Craig’s Defense of Moral Objectivity in his Moral Argument for God’s Existence
William Lane Craig’s moral argument for God’s existence is as follows.
(1) If God does not exist, then objective moral values and duties do not exist.
(2) But objective moral values and duties do exist.
(3) Therefore, God exists.
In defense of (2), Craig offers an appeal to intuition. Here’s an excerpt from one of his debate opening statements:
But the fact is that objective moral values do exist, and we all know it. There’s no more reason to deny the objective existence of moral values than to deny the objective reality of the physical world. Actions like rape, torture, and child abuse aren’t just socially unacceptable behavior. They’re moral abominations. Even Ruse himself admits, “The man who says that it is morally acceptable to rape little children is just as mistaken as the man who says two plus two equals five.” Some things are really wrong. Similarly, love, equality, and self-sacrifice are really good.
How, precisely, does this support (2)?
One interpretation of Craig’s sparse remarks is that “we all know” objective moral values exist by intuition. In a forthcoming paper, “Intuition Mongering,” Moti Mizrahi argues that appeals to intuition are similar to appeals to authority. If that’s the case, then that creates a problem for appealing to intuition to support (2).
Here’s why. Start with the logical form of a particular type of inductive argument called the statistical syllogism.
(4) Z percent of F are G.
(5) x is F.
(6) Things that are F bear such-and-such relevance to property G. [This premise is usually suppressed.]
(7) Therefore, x is G.
The argument from authority is an inductively correct argument which conforms to the same pattern as the statistical syllogism.
(8) The vast majority of statements made by authority A concerning subject S are true.
(9) p is a statement made by A concerning subject S.
(10) Therefore, p is true.
As Wesley Salmon points out, an inductively correct argument from authority must satisfy two conditions.
(a) Subject S must be within authority A’s area of expertise.
(b) There must be no equally qualified authorities who disagree with A about S.
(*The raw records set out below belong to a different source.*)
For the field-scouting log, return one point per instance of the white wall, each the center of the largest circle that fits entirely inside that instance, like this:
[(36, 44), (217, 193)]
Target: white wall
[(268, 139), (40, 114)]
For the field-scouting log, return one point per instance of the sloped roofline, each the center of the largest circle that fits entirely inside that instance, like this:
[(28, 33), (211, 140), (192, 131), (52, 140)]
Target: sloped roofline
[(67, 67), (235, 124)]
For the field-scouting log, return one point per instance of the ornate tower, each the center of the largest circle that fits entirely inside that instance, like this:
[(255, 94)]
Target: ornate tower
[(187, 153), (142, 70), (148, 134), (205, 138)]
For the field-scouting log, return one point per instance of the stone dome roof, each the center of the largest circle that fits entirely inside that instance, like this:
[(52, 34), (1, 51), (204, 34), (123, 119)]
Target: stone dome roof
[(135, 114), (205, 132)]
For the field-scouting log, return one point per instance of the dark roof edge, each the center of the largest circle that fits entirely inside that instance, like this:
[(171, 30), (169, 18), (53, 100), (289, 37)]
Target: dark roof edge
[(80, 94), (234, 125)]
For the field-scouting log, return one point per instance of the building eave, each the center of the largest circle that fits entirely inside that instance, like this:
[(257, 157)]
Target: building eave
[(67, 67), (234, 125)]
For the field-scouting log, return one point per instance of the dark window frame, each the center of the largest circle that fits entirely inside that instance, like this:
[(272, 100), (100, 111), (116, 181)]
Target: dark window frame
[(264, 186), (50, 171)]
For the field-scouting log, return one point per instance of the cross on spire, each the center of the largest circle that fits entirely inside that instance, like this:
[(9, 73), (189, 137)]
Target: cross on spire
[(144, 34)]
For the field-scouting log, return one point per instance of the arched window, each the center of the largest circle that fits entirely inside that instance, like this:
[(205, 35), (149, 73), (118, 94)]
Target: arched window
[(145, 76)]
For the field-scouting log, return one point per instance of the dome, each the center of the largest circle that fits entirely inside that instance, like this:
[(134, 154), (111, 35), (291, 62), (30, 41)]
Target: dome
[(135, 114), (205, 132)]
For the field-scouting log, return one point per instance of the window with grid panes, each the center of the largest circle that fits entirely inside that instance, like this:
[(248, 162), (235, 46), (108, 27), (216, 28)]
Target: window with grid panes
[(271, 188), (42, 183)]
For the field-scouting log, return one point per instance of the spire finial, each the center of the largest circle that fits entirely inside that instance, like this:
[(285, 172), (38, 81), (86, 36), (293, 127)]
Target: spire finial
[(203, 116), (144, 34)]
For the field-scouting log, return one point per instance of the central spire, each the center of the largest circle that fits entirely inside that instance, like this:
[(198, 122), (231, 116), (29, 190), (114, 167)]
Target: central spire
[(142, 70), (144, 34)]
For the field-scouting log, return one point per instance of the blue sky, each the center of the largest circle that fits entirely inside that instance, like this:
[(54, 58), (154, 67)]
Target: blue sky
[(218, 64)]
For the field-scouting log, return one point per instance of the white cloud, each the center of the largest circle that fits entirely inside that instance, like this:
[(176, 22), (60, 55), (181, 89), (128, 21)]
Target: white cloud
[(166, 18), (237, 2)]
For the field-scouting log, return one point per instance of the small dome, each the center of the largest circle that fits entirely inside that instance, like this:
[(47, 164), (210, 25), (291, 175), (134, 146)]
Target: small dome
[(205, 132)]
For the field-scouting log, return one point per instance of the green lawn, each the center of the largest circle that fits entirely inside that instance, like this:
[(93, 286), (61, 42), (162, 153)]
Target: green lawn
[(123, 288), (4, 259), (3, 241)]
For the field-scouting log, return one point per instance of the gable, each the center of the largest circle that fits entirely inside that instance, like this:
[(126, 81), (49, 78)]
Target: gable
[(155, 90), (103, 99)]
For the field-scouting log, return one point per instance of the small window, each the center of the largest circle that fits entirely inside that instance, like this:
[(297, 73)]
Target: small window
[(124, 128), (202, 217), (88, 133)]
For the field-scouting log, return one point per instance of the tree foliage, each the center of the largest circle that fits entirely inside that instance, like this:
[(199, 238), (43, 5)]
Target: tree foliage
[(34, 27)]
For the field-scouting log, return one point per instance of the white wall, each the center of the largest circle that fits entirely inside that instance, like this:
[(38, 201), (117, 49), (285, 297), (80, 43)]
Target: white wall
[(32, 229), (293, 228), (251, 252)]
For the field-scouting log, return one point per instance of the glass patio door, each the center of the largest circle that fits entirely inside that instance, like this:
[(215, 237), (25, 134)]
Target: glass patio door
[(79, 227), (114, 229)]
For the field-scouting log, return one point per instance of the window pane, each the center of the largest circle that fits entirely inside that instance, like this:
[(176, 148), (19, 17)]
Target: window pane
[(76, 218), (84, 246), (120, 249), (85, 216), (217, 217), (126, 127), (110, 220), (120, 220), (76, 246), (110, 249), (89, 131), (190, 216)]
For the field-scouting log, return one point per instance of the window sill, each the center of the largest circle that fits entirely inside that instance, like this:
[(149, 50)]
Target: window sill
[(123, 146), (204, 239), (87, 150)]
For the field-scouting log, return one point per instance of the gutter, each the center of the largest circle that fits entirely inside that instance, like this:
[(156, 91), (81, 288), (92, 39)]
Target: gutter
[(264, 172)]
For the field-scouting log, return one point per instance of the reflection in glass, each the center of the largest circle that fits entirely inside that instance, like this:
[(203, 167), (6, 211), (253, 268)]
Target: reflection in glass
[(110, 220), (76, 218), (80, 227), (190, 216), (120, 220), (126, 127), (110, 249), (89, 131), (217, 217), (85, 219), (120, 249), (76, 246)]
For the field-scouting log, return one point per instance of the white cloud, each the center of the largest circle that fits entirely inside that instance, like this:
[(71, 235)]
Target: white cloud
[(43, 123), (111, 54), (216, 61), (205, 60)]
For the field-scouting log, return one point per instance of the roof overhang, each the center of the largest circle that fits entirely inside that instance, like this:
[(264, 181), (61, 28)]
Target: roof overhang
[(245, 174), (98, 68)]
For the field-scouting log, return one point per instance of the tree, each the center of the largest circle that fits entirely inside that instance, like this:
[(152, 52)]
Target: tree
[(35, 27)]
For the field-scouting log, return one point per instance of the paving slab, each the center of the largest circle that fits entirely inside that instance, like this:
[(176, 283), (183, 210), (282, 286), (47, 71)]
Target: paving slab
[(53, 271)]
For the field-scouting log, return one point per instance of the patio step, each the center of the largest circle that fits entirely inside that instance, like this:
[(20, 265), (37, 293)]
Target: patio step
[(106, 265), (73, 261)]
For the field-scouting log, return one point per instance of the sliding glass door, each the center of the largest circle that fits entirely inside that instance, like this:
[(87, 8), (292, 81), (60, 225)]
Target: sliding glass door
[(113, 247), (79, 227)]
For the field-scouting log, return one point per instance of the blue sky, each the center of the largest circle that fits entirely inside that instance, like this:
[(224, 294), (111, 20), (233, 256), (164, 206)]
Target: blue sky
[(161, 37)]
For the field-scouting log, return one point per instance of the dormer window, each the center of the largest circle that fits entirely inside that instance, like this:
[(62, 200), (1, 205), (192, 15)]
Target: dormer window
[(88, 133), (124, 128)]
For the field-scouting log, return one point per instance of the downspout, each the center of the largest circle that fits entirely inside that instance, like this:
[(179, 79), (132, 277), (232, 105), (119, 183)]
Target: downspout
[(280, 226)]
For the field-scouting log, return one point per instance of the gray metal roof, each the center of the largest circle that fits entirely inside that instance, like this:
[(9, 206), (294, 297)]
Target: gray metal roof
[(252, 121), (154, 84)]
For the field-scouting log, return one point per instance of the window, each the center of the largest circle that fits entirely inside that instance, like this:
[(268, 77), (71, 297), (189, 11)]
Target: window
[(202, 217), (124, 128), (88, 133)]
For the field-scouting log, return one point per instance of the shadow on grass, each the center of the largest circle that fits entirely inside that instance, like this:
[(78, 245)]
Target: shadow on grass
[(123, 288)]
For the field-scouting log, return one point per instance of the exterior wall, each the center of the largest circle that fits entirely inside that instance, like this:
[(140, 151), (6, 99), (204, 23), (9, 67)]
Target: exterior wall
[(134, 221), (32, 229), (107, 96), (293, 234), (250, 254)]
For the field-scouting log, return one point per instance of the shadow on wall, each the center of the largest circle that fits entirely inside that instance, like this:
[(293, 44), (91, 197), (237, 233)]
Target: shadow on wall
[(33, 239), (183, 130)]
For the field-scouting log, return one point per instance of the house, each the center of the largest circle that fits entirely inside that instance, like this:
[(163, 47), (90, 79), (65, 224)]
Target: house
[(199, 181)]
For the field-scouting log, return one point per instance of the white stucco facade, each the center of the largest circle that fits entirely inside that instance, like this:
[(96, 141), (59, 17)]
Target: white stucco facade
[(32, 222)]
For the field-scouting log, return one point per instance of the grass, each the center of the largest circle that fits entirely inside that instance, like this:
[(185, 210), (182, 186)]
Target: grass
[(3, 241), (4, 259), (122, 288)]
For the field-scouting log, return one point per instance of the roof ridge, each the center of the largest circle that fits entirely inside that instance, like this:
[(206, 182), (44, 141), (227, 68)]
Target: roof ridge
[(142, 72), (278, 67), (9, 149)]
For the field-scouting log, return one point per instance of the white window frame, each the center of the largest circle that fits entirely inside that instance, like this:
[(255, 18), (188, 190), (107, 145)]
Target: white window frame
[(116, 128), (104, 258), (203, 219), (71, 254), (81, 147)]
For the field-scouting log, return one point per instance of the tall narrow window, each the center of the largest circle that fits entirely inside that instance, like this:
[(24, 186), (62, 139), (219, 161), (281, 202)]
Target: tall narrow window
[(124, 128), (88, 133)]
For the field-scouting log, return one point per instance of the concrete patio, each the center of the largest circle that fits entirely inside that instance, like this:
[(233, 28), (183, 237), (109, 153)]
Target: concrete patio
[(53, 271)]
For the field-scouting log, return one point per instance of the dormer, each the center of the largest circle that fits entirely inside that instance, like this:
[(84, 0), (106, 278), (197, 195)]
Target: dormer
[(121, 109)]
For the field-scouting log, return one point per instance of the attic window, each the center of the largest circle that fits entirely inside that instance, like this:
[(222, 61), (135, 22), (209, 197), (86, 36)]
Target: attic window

If an argument from authority does not satisfy both (a) and (b), it is inductively incorrect: it fails to make the conclusion probable.
Now consider the argument from intuition.
(11) The vast majority of intuitions held by philosopher A concerning subject S are true.
(12) Concerning subject S, it seems to philosopher A that p.
(13) Therefore, p is true.
Conditions (a) and (b) also apply to the argument from intuition.
What does all of this have to do with Craig’s moral argument? Craig’s defense of (2) is interpreted as an appeal to intuition, it fails to satisfy condition (b). There are equally well qualified philosophers who disagree with Craig about the objectivity of morality. Indeed, non-cognitivists deny that morality is even cognitive! The upshot is that an argument from intuition for objective moral values is weak.